The Green Hornet
If nothing else in “The Green Hornet” entertains you, there is a sequence about midway through that will do it. It’s an obligatory “friends fight” scene where all of the tensions that have built up to this point are released–in this case, in a flurry of fists and kicks between Britt Reid (the loser playboy who becomes The Green Hornet, and is played by Seth Rogen) and Kato (the mechanic/coffee maker/sidekick played by Jay Chou). It’s not any story tension that makes this scene work but the idiotic absurdity of how it plays out. Watching it, I couldn’t help but think that the scene would have been perfectly at home in “Pineapple Express,” the “stoner action movie” Rogen co-wrote with Evan Goldberg before they adapted this cult superhero for the screen. It also would have made sense in a movie like director Michel Gondry’s previous film, “Be Kind Rewind,” had that film been so inclined to include such a moment.
If that moment is a perfect microcosm of what could have been when putting Gondry together with a script by Rogen and Goldberg (who also wrote “Superbad”) for a superhero movie, the rest of the movie is a lesson in what was perhaps inevitable in such a collaboration: moments of lunatic inspiration (largely because of Gondry’s staging and visual finesse) between stretches of flawed execution. Of course, that practically sums up Gondry in a nutshell: save for the sad, sweet perfection of his 2004 film “Eternal Sunshine of the Spotless Mind,” the French director’s filmography (however entertaining) is a spotty blend of whimsy and weird comedy, whether it’s his 2002 debut “Human Nature,” his 2006 love story “The Science of Sleep,” or “Be Kind Rewind.” Make no mistake: I have a soft spot for all of those films no amount of Hollywood drivel could fill. But like Spike Jonze (another music video visionary who has been blessed with rich material for his feature films), no amount of technical perfection can mask an inherent imperfection with material that swings for the fences to show us something new.

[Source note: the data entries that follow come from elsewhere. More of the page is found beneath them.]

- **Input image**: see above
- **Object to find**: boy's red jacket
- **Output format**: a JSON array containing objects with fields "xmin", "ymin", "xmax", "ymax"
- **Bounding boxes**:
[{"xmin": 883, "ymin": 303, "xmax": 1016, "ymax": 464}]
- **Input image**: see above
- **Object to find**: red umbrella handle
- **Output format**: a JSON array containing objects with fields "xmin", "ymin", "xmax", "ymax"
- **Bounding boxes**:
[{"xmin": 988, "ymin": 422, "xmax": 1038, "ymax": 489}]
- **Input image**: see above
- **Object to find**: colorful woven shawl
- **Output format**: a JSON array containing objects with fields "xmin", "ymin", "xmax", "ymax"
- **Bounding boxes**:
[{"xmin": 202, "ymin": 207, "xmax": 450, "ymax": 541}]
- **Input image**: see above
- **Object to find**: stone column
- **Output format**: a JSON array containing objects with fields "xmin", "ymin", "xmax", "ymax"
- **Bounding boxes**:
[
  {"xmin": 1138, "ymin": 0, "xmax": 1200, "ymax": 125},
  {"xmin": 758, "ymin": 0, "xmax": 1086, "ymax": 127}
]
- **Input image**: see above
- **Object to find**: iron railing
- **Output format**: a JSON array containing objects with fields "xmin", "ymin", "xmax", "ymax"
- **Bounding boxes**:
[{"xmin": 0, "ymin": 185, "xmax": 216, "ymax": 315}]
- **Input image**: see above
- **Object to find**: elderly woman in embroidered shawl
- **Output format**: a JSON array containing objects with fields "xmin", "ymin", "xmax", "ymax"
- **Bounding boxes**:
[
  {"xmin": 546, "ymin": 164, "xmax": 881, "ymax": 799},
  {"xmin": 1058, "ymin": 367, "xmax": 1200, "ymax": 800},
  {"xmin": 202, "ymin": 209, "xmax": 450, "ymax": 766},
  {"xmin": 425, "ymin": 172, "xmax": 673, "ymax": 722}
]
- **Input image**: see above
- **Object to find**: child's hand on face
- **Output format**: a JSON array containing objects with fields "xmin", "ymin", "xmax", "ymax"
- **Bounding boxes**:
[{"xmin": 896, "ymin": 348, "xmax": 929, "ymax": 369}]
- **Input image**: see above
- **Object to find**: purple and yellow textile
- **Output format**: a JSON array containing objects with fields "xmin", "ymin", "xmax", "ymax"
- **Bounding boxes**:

With “The Green Hornet,” one feels as though Gondry was essentially a “director for hire” (and indeed, he stepped in when Rogen’s original choice, “Kung Fu Hustle’s” Stephen Chow, left the project). That lack of personal investment in the material is all-too-obvious much of the time, as we see Reid (the mess-up son of newspaper mogul James Reid, played by Tom Wilkinson) try to become a responsible adult when his father dies unexpectedly. That sense of duty from knuckle-headed tomfoolery is a perfect vehicle for Rogen, whose cluelessness-to-adulthood persona is an exact match for this material. Watching him in the middle of a story meeting at his father’s newspaper is a great example of what Rogen brings to this movie that few other actors could.
What I didn’t see coming is the way the movie portrays Kato (the role played by Bruce Lee on TV) in much of the same light. While I was expecting Kato to be a fountain of wisdom and a window into his father Britt never really saw, I was surprised when Kato is not dissimilar to Britt in his opinion on the elder Reid. Chou plays the role perfectly as written, especially when Lenore Case (the ill-conceived character played by Cameron Diaz) comes to work for Britt at the newspaper, and both Reid and Kato find themselves attracted to her. But can they set the tensions that arise from that triangle aside long enough to fight a purveying corruption and criminal underworld that is boiled down to the personage of Chudnofsky (played by “Inglourious Basterds’s” Oscar-winner Christoph Waltz in a gleefully-hammy turn of evil)?
In the end, Rogen and Gondry’s vision of “The Green Hornet” may not work as a whole, but there’s more than enough gonzo moments of action and comedy (aided by John Schwartzman’s terrific cinematography and James Newton Howard’s high-energy score) to keep you watching, regardless of whether or not you buy into the premise.